Planned improvements will include doubling the overhead storage capacity, installing advanced broadband Wi-Fi and streaming video to mobile devices onboard more of its planes. The airline will also add flat-bed seating on more of its long-haul aircraft, Economy Plus seating, which essentially affords passengers extra legroom, and Channel 9 air traffic control, the ability for passengers to listen to air traffic control, to more of its standard fleet.
“When we announced our merger, we committed to building an airline that our co-workers would want to work for, our customers would want to fly, and our investors would want to invest in,” said Jeff Smisek, president and chief executive officer of United Continental Holdings in a written statement. “These product enhancements announced today, coupled with our unbeatable route network and loyalty program, will provide an unsurpassed travel experience for our customers.”

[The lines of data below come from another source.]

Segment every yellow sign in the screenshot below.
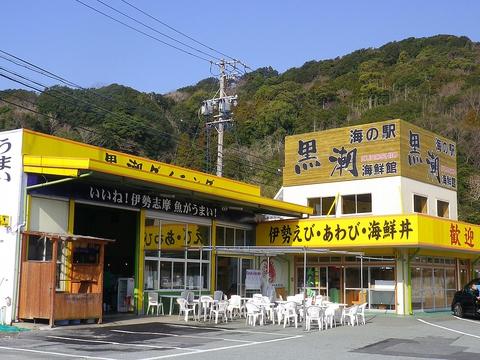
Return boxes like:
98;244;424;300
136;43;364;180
143;222;210;250
22;130;260;196
0;215;10;227
283;119;457;190
257;214;480;252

While we give United-Continental credit for spending money on cabin improvements, the changes it will make are really nothing new.

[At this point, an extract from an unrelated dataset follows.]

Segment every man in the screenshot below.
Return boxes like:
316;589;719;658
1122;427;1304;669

Delta (Stock Quote: DAL), Virgin America, Southwest (Stock Quote: LUV) and American Airlines (Stock Quote: AMR) all offer Wi-Fi on many of their flights and American Airlines lets passengers wirelessly stream movies and TV shows to their devices during flights.
What’s more, the changes almost entirely involve services and features that passengers will have to pay extra for. For instance, United Continental charges between $9 and $109 extra for its Economy Plus seating, a service that is also currently offered by Delta. Flat-bed seating is sold as part of a first-class ticket, which is much more costly already than flying coach.
But hey, at least they’re not announcing a fee to pay to print your boarding pass.